Lors de la cérémonie de remise des diplômes de l’École polytechnique, qui s’est tenue ce vendredi 12 juin 2026, un collectif d’élèves a choisi de dénoncer publiquement les liens jugés trop étroits entre l’institution et les grands groupes industriels. Selon Libération, ces étudiants estiment que la formation dispensée prépare davantage à « servir des intérêts économiques » qu’à répondre aux enjeux sociaux, écologiques et militaires actuels.

Ce qu'il faut retenir

  • Un collectif d’élèves de Polytechnique a critiqué, lors de la cérémonie de remise des diplômes, les orientations de leur formation.
  • Ils dénoncent un enseignement qui favoriserait les « intérêts économiques » au détriment des enjeux sociaux, écologiques et militaires.
  • Cette remise en question s’inscrit dans un débat plus large sur le rôle des écoles d’ingénieurs face aux défis contemporains.
  • Les critiques visent notamment l’absence de prise en compte suffisante des « ravages » causés par certains secteurs industriels.

Une cérémonie sous tension

La remise des diplômes, traditionnellement un moment solennel pour l’École polytechnique, a été marquée cette année par une prise de parole inattendue. D’après Libération, un groupe d’élèves a interrompu les discours officiels pour lire un texte collectif. Ce manifeste dénonce une formation qu’ils jugent « déconnectée des réalités ». « On nous forme pour servir des intérêts économiques, souvent au mépris des conséquences sociales et environnementales », a déclaré l’un des porte-parole du collectif, dont le nom n’a pas été révélé.

Les élèves reprochent notamment à l’école de ne pas assez intégrer dans ses programmes les impacts écologiques et militaires de certaines industries. « Les ravages causés par ces secteurs sont rarement abordés en cours, alors qu’ils devraient être au cœur de notre réflexion », a souligné un autre membre du groupe.

Les réactions de l’institution

Contactée par Libération, la direction de l’École polytechnique n’a pas immédiatement réagi à ces accusations. Cependant, l’établissement, qui forme chaque année plusieurs centaines d’ingénieurs, a toujours mis en avant son engagement en faveur de l’innovation et de la responsabilité sociale. Dans un communiqué publié en 2025, l’école affirmait vouloir « renforcer les enseignements liés à l’éthique et au développement durable ».

Reste à savoir si ces déclarations se traduiront par des changements concrets dans les programmes. Pour l’instant, le débat reste ouvert au sein même de l’école, où certains étudiants soutiennent le collectif, tandis que d’autres estiment que les critiques vont trop loin.

Un débat qui dépasse Polytechnique

Cette polémique s’inscrit dans un contexte plus large, où les écoles d’ingénieurs sont de plus en plus questionnées sur leur rôle dans la société. Plusieurs établissements français, comme Mines ParisTech ou CentraleSupélec, ont récemment revu leurs programmes pour intégrer davantage de modules sur l’éthique et la transition écologique. À Polytechnique, le débat porte aussi sur la place des partenariats avec les grands groupes industriels, perçus par certains comme une forme de compromission.

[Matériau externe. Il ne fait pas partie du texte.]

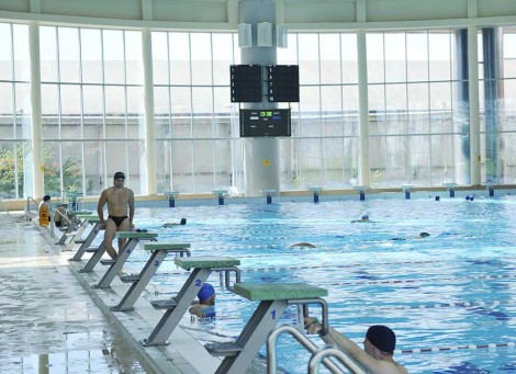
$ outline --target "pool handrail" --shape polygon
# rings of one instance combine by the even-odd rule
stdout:
[[[339,350],[337,347],[333,344],[324,345],[312,352],[312,356],[309,361],[309,374],[317,374],[318,373],[318,365],[321,362],[325,364],[325,361],[328,360],[328,356],[332,355],[340,363],[346,366],[352,374],[364,374],[366,372],[361,369],[351,358],[349,358],[344,351]],[[326,365],[326,364],[325,364]],[[327,365],[326,365],[327,367]],[[343,373],[343,371],[338,371],[337,373]]]

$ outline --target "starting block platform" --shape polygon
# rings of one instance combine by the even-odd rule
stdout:
[[[240,264],[240,260],[234,258],[190,257],[176,258],[175,262],[184,270],[193,270],[173,299],[153,303],[156,308],[166,309],[166,311],[149,337],[141,340],[144,347],[167,345],[169,343],[167,339],[178,326],[182,316],[197,297],[199,290],[201,290],[213,271],[235,271],[237,273],[237,280],[239,280],[239,270],[236,267]],[[235,283],[235,285],[236,284],[238,283]]]
[[[204,345],[212,355],[224,356],[217,374],[245,373],[288,305],[324,304],[321,297],[328,295],[306,283],[237,283],[234,292],[260,304],[235,342]]]

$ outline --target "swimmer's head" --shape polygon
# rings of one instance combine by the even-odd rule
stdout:
[[[209,299],[215,293],[215,288],[210,283],[204,283],[198,293],[200,302]]]

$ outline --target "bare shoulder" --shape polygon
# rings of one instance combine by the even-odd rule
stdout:
[[[134,197],[134,192],[131,189],[124,188],[124,193],[127,195],[127,197],[132,199]]]

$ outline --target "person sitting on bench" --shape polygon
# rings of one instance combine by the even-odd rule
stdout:
[[[68,207],[68,204],[59,204],[57,206],[56,212],[54,213],[54,223],[56,224],[56,227],[64,227],[68,226],[68,214],[66,212],[66,208]]]

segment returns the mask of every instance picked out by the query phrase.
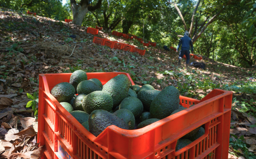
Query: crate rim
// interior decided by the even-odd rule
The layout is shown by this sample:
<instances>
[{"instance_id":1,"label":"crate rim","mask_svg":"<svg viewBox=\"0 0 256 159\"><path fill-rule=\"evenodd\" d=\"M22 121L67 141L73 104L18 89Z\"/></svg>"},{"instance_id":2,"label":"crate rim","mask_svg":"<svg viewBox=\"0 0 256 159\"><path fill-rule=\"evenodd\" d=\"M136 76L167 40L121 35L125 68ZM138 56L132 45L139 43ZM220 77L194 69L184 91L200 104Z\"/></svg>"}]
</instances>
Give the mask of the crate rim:
<instances>
[{"instance_id":1,"label":"crate rim","mask_svg":"<svg viewBox=\"0 0 256 159\"><path fill-rule=\"evenodd\" d=\"M99 74L102 73L103 72L87 72L87 73L93 73L97 74L98 73ZM125 73L127 75L129 75L128 77L130 79L131 79L129 73L126 72L103 72L106 73ZM42 76L42 79L43 81L46 81L46 77L44 75L45 74L48 75L55 75L56 74L70 74L72 73L47 73L47 74L40 74L39 75L40 76ZM129 77L130 76L130 77ZM131 81L132 81L132 80ZM134 82L132 82L132 85L134 85L135 84ZM56 106L57 107L58 109L60 111L61 114L63 116L65 117L67 117L68 119L67 119L69 120L69 121L71 122L72 125L73 125L73 126L76 127L80 128L81 127L80 126L79 124L81 125L81 123L79 123L76 119L71 114L69 113L65 108L64 108L62 106L54 97L50 93L50 91L49 89L49 88L47 88L47 89L45 89L45 91L47 93L49 93L49 97L50 99L53 102L56 104ZM175 114L173 114L171 116L167 117L163 119L160 120L159 121L156 121L154 123L153 123L145 127L143 127L140 129L136 129L135 130L126 130L120 128L117 126L116 126L114 125L111 125L107 127L103 131L108 131L107 129L109 129L111 130L111 131L115 132L117 134L121 135L122 136L126 137L128 138L137 138L140 136L142 136L144 134L146 134L147 133L153 129L155 129L157 125L157 127L161 126L162 126L164 124L169 122L177 118L182 116L186 114L187 114L189 112L191 112L194 110L198 108L199 108L205 105L206 104L207 104L209 103L210 103L212 102L217 100L224 96L227 96L228 95L231 94L233 94L233 92L232 91L225 91L223 90L221 90L219 89L215 89L213 90L211 92L212 92L214 90L215 91L220 91L221 92L221 93L220 94L217 95L214 97L210 98L209 99L206 99L206 100L204 100L204 99L207 97L207 95L204 97L203 99L201 100L196 100L195 99L193 99L194 100L196 100L198 101L199 103L193 107L188 108L185 110L183 110L181 111L178 112ZM209 93L210 94L210 93ZM209 95L209 94L208 94ZM180 97L182 97L182 98L185 99L185 100L186 99L188 100L191 99L191 98L187 97L186 97L182 96L180 96ZM82 129L80 129L80 131L83 133L86 136L90 138L93 142L96 141L98 140L98 138L100 138L102 137L102 136L103 135L104 133L101 133L98 136L95 136L92 133L91 133L90 132L88 131L86 129L82 128Z\"/></svg>"}]
</instances>

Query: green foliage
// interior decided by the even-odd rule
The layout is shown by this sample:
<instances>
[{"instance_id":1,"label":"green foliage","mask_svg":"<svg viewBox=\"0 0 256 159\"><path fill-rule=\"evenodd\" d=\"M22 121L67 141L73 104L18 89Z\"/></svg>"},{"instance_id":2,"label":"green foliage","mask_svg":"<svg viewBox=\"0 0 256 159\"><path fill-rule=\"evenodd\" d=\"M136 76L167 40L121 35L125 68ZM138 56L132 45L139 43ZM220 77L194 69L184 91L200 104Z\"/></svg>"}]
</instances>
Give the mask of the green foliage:
<instances>
[{"instance_id":1,"label":"green foliage","mask_svg":"<svg viewBox=\"0 0 256 159\"><path fill-rule=\"evenodd\" d=\"M252 152L250 152L248 148L250 145L245 142L245 139L243 135L242 135L238 138L237 136L230 134L234 137L229 139L229 146L232 146L234 151L237 154L243 153L243 156L248 159L256 159L256 156ZM240 152L240 149L243 152ZM235 154L233 154L235 155Z\"/></svg>"},{"instance_id":2,"label":"green foliage","mask_svg":"<svg viewBox=\"0 0 256 159\"><path fill-rule=\"evenodd\" d=\"M38 94L36 92L34 93L33 95L31 95L29 93L27 93L27 96L28 98L31 101L29 101L27 103L26 108L31 107L33 109L35 118L37 118L36 116L38 115L38 109L36 108L36 103L38 103Z\"/></svg>"}]
</instances>

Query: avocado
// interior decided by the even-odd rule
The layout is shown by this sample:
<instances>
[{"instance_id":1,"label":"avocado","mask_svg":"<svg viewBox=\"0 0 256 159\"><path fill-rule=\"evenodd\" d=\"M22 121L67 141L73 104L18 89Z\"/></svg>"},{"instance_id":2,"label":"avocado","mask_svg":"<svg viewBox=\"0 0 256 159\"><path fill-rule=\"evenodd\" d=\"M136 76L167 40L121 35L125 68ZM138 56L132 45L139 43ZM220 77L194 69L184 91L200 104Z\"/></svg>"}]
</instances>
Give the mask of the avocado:
<instances>
[{"instance_id":1,"label":"avocado","mask_svg":"<svg viewBox=\"0 0 256 159\"><path fill-rule=\"evenodd\" d=\"M183 148L189 144L192 143L192 141L188 139L179 139L179 143L176 145L176 151L178 151L181 148Z\"/></svg>"},{"instance_id":2,"label":"avocado","mask_svg":"<svg viewBox=\"0 0 256 159\"><path fill-rule=\"evenodd\" d=\"M144 120L150 119L151 119L150 113L148 112L143 113L140 117L140 121L142 122Z\"/></svg>"},{"instance_id":3,"label":"avocado","mask_svg":"<svg viewBox=\"0 0 256 159\"><path fill-rule=\"evenodd\" d=\"M91 81L83 81L77 85L77 93L89 94L95 91L101 91L102 89Z\"/></svg>"},{"instance_id":4,"label":"avocado","mask_svg":"<svg viewBox=\"0 0 256 159\"><path fill-rule=\"evenodd\" d=\"M140 86L137 85L133 85L132 86L132 87L133 88L132 90L134 91L137 94L138 94L138 93L139 93L139 91L140 90L140 88L141 88L140 87Z\"/></svg>"},{"instance_id":5,"label":"avocado","mask_svg":"<svg viewBox=\"0 0 256 159\"><path fill-rule=\"evenodd\" d=\"M76 88L79 83L87 80L87 75L84 71L82 70L77 70L71 75L69 79L69 83L73 85L75 88L76 93L77 93Z\"/></svg>"},{"instance_id":6,"label":"avocado","mask_svg":"<svg viewBox=\"0 0 256 159\"><path fill-rule=\"evenodd\" d=\"M82 106L84 111L89 114L97 109L109 112L113 107L113 100L111 96L107 93L102 91L95 91L83 99Z\"/></svg>"},{"instance_id":7,"label":"avocado","mask_svg":"<svg viewBox=\"0 0 256 159\"><path fill-rule=\"evenodd\" d=\"M82 106L82 101L86 96L86 94L80 94L78 95L75 98L73 105L74 110L84 111Z\"/></svg>"},{"instance_id":8,"label":"avocado","mask_svg":"<svg viewBox=\"0 0 256 159\"><path fill-rule=\"evenodd\" d=\"M180 104L179 105L179 108L178 109L180 109L181 108L184 108L184 107L183 106L181 105L180 105Z\"/></svg>"},{"instance_id":9,"label":"avocado","mask_svg":"<svg viewBox=\"0 0 256 159\"><path fill-rule=\"evenodd\" d=\"M111 96L113 100L113 107L115 108L127 96L130 84L131 81L127 76L118 75L103 86L102 91Z\"/></svg>"},{"instance_id":10,"label":"avocado","mask_svg":"<svg viewBox=\"0 0 256 159\"><path fill-rule=\"evenodd\" d=\"M72 106L68 102L61 102L60 104L62 106L63 108L65 108L67 110L67 111L69 113L70 113L74 110L73 107L72 107Z\"/></svg>"},{"instance_id":11,"label":"avocado","mask_svg":"<svg viewBox=\"0 0 256 159\"><path fill-rule=\"evenodd\" d=\"M144 90L138 93L137 98L142 102L144 109L149 112L152 101L161 92L155 90Z\"/></svg>"},{"instance_id":12,"label":"avocado","mask_svg":"<svg viewBox=\"0 0 256 159\"><path fill-rule=\"evenodd\" d=\"M100 87L101 88L102 88L102 87L103 87L102 84L101 83L101 82L100 82L100 81L97 79L97 78L91 78L91 79L90 79L88 80L89 81L91 81L92 82L94 82L98 86Z\"/></svg>"},{"instance_id":13,"label":"avocado","mask_svg":"<svg viewBox=\"0 0 256 159\"><path fill-rule=\"evenodd\" d=\"M142 128L142 127L144 127L146 126L148 126L148 125L150 125L152 123L153 123L160 120L160 119L156 119L155 118L147 119L147 120L144 120L139 124L138 125L137 128L140 129L141 128Z\"/></svg>"},{"instance_id":14,"label":"avocado","mask_svg":"<svg viewBox=\"0 0 256 159\"><path fill-rule=\"evenodd\" d=\"M180 93L175 87L164 88L152 101L150 112L152 118L162 119L179 108Z\"/></svg>"},{"instance_id":15,"label":"avocado","mask_svg":"<svg viewBox=\"0 0 256 159\"><path fill-rule=\"evenodd\" d=\"M190 137L189 139L192 141L194 141L204 135L204 129L202 127L200 127L197 132L195 135L191 136L191 137Z\"/></svg>"},{"instance_id":16,"label":"avocado","mask_svg":"<svg viewBox=\"0 0 256 159\"><path fill-rule=\"evenodd\" d=\"M92 112L89 116L89 123L90 132L96 136L112 125L128 129L128 126L123 120L105 110L95 110Z\"/></svg>"},{"instance_id":17,"label":"avocado","mask_svg":"<svg viewBox=\"0 0 256 159\"><path fill-rule=\"evenodd\" d=\"M124 99L119 105L119 109L127 109L132 113L135 118L139 118L143 112L143 105L139 99L134 97Z\"/></svg>"},{"instance_id":18,"label":"avocado","mask_svg":"<svg viewBox=\"0 0 256 159\"><path fill-rule=\"evenodd\" d=\"M129 130L134 129L135 118L130 111L126 109L121 109L117 110L113 114L124 120L128 126Z\"/></svg>"},{"instance_id":19,"label":"avocado","mask_svg":"<svg viewBox=\"0 0 256 159\"><path fill-rule=\"evenodd\" d=\"M75 95L75 88L68 82L62 82L52 88L51 94L60 103L69 102Z\"/></svg>"},{"instance_id":20,"label":"avocado","mask_svg":"<svg viewBox=\"0 0 256 159\"><path fill-rule=\"evenodd\" d=\"M179 109L176 109L176 110L175 110L171 114L171 115L170 115L171 116L173 114L174 114L176 113L178 113L178 112L180 112L181 111L183 111L183 110L185 110L186 109L187 109L186 108L183 107L183 108L180 108Z\"/></svg>"},{"instance_id":21,"label":"avocado","mask_svg":"<svg viewBox=\"0 0 256 159\"><path fill-rule=\"evenodd\" d=\"M90 131L90 129L89 129L89 122L88 121L86 121L85 122L84 122L81 124L88 131Z\"/></svg>"},{"instance_id":22,"label":"avocado","mask_svg":"<svg viewBox=\"0 0 256 159\"><path fill-rule=\"evenodd\" d=\"M144 90L155 90L155 88L151 85L145 84L142 86L139 90L139 92Z\"/></svg>"},{"instance_id":23,"label":"avocado","mask_svg":"<svg viewBox=\"0 0 256 159\"><path fill-rule=\"evenodd\" d=\"M81 124L88 121L90 115L87 113L81 111L73 111L70 114Z\"/></svg>"},{"instance_id":24,"label":"avocado","mask_svg":"<svg viewBox=\"0 0 256 159\"><path fill-rule=\"evenodd\" d=\"M190 138L190 137L195 135L195 134L196 134L197 132L197 131L198 131L199 129L200 128L200 127L201 127L201 126L196 128L195 129L192 130L191 131L183 136L181 138L187 139Z\"/></svg>"},{"instance_id":25,"label":"avocado","mask_svg":"<svg viewBox=\"0 0 256 159\"><path fill-rule=\"evenodd\" d=\"M129 88L129 91L128 92L128 94L127 95L126 97L135 97L137 98L137 94L136 94L136 92L131 88Z\"/></svg>"},{"instance_id":26,"label":"avocado","mask_svg":"<svg viewBox=\"0 0 256 159\"><path fill-rule=\"evenodd\" d=\"M70 101L69 101L69 102L68 103L70 104L71 105L71 106L73 105L73 103L74 102L74 101L75 100L75 98L76 98L76 95L75 95L74 96L74 97L73 97L73 98L72 98L72 99L71 99L71 100L70 100Z\"/></svg>"}]
</instances>

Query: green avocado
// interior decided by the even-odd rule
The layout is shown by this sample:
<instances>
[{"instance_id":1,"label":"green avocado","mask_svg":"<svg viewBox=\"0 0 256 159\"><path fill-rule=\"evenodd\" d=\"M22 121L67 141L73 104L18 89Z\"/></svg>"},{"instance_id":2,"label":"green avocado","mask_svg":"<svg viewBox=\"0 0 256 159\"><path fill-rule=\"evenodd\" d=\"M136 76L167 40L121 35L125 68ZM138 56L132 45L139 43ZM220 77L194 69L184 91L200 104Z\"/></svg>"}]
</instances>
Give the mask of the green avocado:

« Le vrai défi, c’est de concilier excellence académique et engagement sociétal », a rappelé un professeur de l’école, qui a souhaité garder l’anonymat. « Nous devons former des ingénieurs compétents, mais aussi responsables. »

Et maintenant ?

La direction de Polytechnique a annoncé qu’elle organiserait une réunion avec les élèves concernés dans les prochaines semaines. Aucune décision n’a encore été prise concernant une éventuelle modification des programmes, mais le débat devrait s’intensifier dans les mois à venir. D’ici la rentrée 2026, l’école pourrait être amenée à clarifier sa position sur les partenariats industriels et l’intégration des enjeux écologiques dans ses enseignements.

Cette remise en question, bien que minoritaire au sein de l’établissement, pourrait inspirer d’autres écoles d’ingénieurs à engager une réflexion similaire sur leur rôle dans la société.

Les élèves dénoncent principalement les liens entre leur école et les grands groupes industriels du secteur de l’énergie, de la défense et de la finance, qu’ils estiment trop prioritaires dans la formation dispensée. Ces secteurs sont souvent pointés du doigt pour leurs impacts écologiques ou sociaux.